Opinion
March 16, 1961
Judgment in favor of plaintiff for $100,000, with costs, unanimously reversed, on the law and on the facts, the verdict vacated, and a new trial granted, with costs to defendant-appellant, on the ground that the verdict was contrary to the credible evidence. The testimony given on behalf of plaintiff in this personal injury action, which was unfavorably characterized by this court on a prior appeal ( 7 A.D.2d 414), was not improved upon in the present trial, although it obviously was modified to avoid earlier indications of weakness. If the testimony then taxed credulity, the variations in such testimony have not added to its probable verity. On the prior appeal this court, however, impliedly held that plaintiff had established a prima facie case, since it ordered a new trial solely on the ground that the verdict was against the weight of the credible evidence. The present court does not feel free to consider the otherwise cogent arguments made by defendant, that the complaint should be dismissed as a matter of law, because of the doctrine of the law of the case. Although not an absolute mandate on the court, the doctrine is one that rests in a sound policy not to be ignored except in extraordinary circumstances ( Hornstein v.

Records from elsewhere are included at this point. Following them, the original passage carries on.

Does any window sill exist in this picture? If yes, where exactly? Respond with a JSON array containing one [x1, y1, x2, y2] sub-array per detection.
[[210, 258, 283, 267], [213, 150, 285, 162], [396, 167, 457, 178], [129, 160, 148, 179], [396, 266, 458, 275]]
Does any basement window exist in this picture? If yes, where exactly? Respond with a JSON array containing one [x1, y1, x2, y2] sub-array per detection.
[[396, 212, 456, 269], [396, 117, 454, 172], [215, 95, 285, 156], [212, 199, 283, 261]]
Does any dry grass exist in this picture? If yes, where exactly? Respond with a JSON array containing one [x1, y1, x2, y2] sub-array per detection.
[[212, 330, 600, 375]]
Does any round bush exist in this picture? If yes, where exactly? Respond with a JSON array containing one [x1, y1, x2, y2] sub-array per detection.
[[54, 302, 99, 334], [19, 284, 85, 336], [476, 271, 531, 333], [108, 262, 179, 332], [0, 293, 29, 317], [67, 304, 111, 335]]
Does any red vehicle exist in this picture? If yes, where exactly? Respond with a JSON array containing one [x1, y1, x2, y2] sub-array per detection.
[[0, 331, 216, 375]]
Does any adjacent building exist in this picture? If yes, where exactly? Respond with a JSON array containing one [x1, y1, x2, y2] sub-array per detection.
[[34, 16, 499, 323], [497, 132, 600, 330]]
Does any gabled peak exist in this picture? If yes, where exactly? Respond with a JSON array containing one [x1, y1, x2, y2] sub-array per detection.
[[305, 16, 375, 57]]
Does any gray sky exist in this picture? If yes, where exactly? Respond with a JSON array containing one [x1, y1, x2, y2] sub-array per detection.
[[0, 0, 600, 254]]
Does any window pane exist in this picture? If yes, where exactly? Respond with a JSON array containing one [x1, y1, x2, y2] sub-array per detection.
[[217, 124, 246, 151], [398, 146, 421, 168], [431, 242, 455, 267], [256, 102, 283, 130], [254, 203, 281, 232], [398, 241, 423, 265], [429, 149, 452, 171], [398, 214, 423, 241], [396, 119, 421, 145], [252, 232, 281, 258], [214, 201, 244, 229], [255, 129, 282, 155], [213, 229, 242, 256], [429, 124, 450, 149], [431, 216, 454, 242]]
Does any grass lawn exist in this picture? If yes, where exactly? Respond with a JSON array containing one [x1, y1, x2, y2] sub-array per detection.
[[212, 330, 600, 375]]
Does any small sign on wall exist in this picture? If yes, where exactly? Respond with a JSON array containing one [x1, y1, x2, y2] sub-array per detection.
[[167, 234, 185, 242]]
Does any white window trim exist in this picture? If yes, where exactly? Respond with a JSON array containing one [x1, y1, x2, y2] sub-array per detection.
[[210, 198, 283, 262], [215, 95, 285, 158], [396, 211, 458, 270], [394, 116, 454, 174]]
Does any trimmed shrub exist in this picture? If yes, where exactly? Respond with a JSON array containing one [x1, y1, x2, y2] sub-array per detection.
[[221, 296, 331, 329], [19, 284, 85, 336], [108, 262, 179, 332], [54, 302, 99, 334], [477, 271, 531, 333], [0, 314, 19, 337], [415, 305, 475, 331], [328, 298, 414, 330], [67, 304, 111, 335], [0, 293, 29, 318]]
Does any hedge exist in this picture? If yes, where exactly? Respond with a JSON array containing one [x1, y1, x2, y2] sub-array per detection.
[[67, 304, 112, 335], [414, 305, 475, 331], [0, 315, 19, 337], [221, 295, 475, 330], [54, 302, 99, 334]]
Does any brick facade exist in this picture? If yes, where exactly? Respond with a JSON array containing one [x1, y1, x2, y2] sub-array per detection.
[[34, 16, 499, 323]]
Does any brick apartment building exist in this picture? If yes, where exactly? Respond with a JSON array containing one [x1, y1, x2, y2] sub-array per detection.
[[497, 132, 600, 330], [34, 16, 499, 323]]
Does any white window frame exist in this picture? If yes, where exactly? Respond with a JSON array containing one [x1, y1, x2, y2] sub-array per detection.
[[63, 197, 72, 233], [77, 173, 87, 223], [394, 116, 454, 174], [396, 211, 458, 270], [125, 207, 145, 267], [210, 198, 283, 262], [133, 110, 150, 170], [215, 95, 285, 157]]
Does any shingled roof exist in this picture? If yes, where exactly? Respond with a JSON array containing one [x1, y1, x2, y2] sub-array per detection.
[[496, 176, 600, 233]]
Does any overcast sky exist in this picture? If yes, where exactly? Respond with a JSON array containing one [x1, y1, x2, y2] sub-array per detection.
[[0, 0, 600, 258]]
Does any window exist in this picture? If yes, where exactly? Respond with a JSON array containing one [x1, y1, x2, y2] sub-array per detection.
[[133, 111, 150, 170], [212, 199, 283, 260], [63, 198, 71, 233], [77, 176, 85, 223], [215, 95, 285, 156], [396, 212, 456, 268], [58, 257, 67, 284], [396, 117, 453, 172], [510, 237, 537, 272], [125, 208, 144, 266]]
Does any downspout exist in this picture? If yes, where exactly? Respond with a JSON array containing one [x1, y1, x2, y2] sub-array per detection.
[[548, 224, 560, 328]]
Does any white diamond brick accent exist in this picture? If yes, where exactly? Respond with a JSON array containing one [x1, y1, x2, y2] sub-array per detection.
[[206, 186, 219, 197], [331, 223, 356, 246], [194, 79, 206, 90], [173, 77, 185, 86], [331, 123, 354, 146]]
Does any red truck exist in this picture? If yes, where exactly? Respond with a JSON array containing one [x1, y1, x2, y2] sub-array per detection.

Podwitz, 229 App. Div. 167, 169; but see limiting affirmance 254 N.Y. 443, 450; Williams v. Board of Trustee, 210 App. Div. 161, 162; see, also, Barcelo v. Horn Hardart Co., 11 A.D.2d 651; 5B C.J.S., Appeal and Error, §§ 1821-1824, 1964, generally, and especially at subd. c, par. [3], [p. 567] and subd. d [p. 570]; Note: Conclusiveness of Prior Decisions on Subsequent Appeals, 34 L.R.A. 321).
Concur — Breitel, J.P., Rabin, Stevens, Eager and Steuer, JJ.